Summarize

OpenAI's ChatGPT can now 'see' and hear you in real-time

By Mudit Dube

Dec 13, 2024

09:38 am

What's the story

As part of its "12 Days of OpenAI" event, OpenAI has unveiled a new vision capability for ChatGPT's advanced voice feature.

The AI-powered chatbot can now identify objects displayed via a smartphone camera or device screen, and respond using its Advanced Voice Mode.

The functionality was first hinted at with the introduction of the GPT-4o model in May.

User access

Feature rollout and accessibility

The video and screensharing feature will soon be available to most ChatGPT Plus, Pro, and all Team users through the ChatGPT mobile app.

Users in the European Union, Switzerland, Iceland, Norway, and Liechtenstein are also expected to gain access soon.

Enterprise and Edu users will have to wait until January for these features.

Technical details

Advanced Voice Mode powered by multimodal 4o model

The Advanced Voice feature is powered by OpenAI's multimodal 4o model, allowing it to handle audio input in a natural, conversational way.
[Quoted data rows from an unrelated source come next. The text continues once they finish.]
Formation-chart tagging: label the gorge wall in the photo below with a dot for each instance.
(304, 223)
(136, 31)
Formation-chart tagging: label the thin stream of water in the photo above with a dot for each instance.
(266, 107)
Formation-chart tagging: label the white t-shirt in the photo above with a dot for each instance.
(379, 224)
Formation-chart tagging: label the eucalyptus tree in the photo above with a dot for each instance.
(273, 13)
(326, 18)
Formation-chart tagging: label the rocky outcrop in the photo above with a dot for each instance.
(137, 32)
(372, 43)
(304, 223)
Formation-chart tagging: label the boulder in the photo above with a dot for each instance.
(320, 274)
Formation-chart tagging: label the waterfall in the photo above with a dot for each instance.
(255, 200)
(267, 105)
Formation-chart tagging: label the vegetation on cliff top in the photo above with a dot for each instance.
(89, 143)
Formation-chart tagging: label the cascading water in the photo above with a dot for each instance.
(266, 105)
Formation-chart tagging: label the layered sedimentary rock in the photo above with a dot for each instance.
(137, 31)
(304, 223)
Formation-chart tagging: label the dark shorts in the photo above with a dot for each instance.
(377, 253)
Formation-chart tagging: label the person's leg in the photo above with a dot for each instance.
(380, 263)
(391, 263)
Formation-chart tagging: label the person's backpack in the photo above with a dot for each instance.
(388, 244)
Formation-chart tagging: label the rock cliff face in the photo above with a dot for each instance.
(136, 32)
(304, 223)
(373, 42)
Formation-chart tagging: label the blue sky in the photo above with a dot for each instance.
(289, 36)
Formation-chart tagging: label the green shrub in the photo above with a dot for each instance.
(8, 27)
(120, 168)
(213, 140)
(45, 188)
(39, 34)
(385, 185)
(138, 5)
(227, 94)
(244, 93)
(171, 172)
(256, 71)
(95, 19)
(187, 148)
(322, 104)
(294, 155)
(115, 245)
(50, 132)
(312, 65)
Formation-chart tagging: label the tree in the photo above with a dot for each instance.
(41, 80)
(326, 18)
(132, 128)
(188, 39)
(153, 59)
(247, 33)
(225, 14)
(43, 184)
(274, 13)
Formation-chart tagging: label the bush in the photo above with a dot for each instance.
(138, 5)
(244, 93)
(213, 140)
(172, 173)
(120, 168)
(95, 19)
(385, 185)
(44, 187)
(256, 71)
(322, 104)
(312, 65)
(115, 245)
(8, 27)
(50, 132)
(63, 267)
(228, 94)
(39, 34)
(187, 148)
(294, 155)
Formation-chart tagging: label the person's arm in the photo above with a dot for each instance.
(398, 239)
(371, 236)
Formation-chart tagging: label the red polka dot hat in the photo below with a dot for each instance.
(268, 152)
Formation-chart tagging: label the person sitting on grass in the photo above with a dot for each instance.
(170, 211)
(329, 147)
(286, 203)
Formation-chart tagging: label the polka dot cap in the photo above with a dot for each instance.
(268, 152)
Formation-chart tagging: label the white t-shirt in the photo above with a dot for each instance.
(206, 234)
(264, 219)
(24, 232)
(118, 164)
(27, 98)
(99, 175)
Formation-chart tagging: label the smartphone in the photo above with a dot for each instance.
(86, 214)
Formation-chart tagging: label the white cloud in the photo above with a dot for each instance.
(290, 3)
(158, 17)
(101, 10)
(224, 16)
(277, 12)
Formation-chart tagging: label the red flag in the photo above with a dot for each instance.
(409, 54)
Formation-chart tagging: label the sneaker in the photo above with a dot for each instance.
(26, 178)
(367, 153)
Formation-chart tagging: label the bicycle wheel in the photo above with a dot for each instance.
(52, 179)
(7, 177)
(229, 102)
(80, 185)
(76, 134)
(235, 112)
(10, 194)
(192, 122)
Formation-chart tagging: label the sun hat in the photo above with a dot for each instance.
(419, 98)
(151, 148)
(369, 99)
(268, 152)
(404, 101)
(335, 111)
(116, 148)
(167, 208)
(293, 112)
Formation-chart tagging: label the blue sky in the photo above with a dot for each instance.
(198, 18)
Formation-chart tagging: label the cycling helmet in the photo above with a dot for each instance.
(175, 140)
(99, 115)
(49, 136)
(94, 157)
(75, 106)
A Santa voice preset has also been introduced in the Advanced Voice Mode, which can be activated from a snowflake icon in ChatGPT.

This festive offering will be available for all users on mobile, web, and desktop apps until early January.

Latest updates

OpenAI introduces new products and features

OpenAI has unveiled new products and features in the past week. These include the release of its o1 model from preview and a $200-per-month 'Pro' subscription tier for ChatGPT.

The company has also released Sora Turbo, its AI video generator and Canvas for ChatGPT to all users, which is a digital editing platform for the AI chatbot.

ChatGPT is also now accessible through Apple's Siri voice assistant, expanding its reach to a wider user base.